Матасунта нахмурилась:
– Он убил мою мать, разве не так? К тому же ты когда-нибудь сам захочешь стать королем…
– Не захочу, – сказал Пэдуэй.
– Не захочешь стать королем?! Почему, Мартинус?
– Это не для меня, дорогая. Кроме того, я не принадлежу к Амалам.
– Ты будешь моим мужем и, следовательно, членом семьи.
– Все же я…
– Достаточно, милый! Ты просто думаешь, что не хочешь. Со временем у тебя появятся другие желания. Ну и, уж раз мы об этом заговорили, грех не вспомнить твою бывшую служанку, как там ее… Джулия?
– А что Дж… Откуда ты о ней знаешь?
– Неважно. Мы, женщины, все рано или поздно узнаем.
Маленький холодный комочек в желудке Пэдуэя вырос в ледяной ком.
– Но… Но…
– Как, Мартинус, ты не пойдешь ради своей нареченной даже на самую пустячную уступку? Не подумай, что я ревную к какой-то грязной девке.
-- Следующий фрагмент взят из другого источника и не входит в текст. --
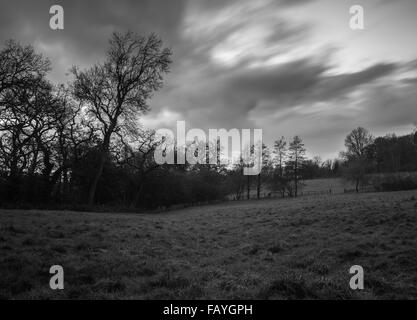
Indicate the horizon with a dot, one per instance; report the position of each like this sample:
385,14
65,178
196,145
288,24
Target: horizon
289,68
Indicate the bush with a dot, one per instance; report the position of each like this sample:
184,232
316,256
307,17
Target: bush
396,182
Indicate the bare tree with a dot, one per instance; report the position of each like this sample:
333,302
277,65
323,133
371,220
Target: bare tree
116,92
357,141
357,144
296,157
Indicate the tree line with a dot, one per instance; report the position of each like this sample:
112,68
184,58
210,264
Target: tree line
81,145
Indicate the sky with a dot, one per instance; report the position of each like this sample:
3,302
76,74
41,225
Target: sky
288,67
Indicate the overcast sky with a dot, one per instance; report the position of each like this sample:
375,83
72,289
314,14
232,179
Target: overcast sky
286,66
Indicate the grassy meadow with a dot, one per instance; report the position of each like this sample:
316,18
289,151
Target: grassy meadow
269,249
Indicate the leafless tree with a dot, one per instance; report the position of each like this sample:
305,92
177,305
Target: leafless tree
115,93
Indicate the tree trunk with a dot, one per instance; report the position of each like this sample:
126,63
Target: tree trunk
258,187
93,187
248,190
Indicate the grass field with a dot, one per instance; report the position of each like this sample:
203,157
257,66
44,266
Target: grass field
269,249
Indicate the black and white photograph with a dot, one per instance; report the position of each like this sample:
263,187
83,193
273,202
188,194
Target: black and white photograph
203,150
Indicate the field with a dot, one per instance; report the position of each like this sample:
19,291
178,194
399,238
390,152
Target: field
269,249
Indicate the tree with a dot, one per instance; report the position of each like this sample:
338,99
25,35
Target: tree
296,157
265,171
115,93
280,150
357,143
Однако если после нашей свадьбы она останется жить, это оскорбит мое достоинство. Я не настаиваю на болезненной смерти. Любой быстродействующий яд…
Лицо Пэдуэя стало совершенно безучастным – как у квартирного маклера при упоминании о тараканах. Его лоб взмок, в голове калейдоскопически кружились мысли. Теперь он понимал, что не любит Матасунту ни капли. Пусть эта свирепая белокурая Валькирия достанется какому-нибудь огромному громкоголосому готу! А ему больше по нраву девушки кроткие… И ни один страховой агент не застрахует жизнь Амала, учитывая кровавое прошлое семейства.